Jason Mazzone on Jeffrey Toobin on Originalism (UPDATED)
Some Justices like to assert, or pretend, that the Constitution has a single meaning, and that each case thus has only one correct resolution. This view is especially pronounced among conservatives, who, in recent years, have claimed that they can identify the original intent of the framers and use their eighteenth-century wisdom to resolve any modern controversy.
Perhaps some dumbing down is needed for readers of The New Yorker but surely it isn't hard to describe originalism accurately. Originalism's proponents on the Court (and in the academy) don't seek to "identify the original intent of the framers" because (a) their focus is on original public meaning not intent and (b) the framers' views/intent are not decisive in determining that meaning. Moreover, it takes a remarkable obtuseness to conclude that originalists believe eighteenth-century meaning can "resolve any modern controversy." Just the opposite: originalists often say that the Constitution is entirely silent on an issue presented--abortion, say--and resolution of it must therefore be left to the political process.

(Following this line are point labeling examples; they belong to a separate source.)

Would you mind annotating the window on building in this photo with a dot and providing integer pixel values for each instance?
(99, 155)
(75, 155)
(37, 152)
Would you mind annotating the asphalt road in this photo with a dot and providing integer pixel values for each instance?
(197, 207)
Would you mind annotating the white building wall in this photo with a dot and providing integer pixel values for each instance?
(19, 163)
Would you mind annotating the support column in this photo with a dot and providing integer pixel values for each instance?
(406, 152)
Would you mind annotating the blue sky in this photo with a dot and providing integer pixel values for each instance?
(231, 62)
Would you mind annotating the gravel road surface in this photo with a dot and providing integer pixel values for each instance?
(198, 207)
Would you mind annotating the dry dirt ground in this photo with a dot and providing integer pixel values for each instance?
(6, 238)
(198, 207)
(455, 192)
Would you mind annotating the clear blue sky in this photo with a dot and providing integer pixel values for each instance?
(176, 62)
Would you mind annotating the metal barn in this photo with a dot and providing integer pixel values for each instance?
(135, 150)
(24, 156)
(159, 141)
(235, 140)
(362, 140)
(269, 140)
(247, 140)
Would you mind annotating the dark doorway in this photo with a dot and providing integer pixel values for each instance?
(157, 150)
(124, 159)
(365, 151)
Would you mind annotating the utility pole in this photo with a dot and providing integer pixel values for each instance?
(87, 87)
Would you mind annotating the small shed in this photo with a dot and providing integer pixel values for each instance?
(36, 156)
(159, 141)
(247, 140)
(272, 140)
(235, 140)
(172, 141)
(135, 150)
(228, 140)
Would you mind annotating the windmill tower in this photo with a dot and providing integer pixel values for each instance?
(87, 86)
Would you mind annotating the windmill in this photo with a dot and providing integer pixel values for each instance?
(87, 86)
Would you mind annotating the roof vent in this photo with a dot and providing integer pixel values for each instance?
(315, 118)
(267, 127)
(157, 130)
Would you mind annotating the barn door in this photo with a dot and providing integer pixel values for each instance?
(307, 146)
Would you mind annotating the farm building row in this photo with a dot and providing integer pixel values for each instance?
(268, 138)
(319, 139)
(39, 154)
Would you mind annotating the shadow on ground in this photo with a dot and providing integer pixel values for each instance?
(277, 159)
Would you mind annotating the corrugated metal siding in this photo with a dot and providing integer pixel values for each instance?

(An aside: I agree with Professor Mazzone regarding Toobin's description of originalism, but it's a minor point in what seemed an otherwise reasonable column about the role of political movements in shaping Supreme Court doctrines and outcomes.)
UPDATE: Brad DeLong has a brief comment: The fact that "originalists" are now embarrassed by the phrase "original intent" doesn't mean the rest of us have to pretend. Pejman Yousefzadeh replies at length to DeLong: The fact that Brad DeLong doesn't understand conservative jurisprudence doesn't mean that the rest of us have to pretend.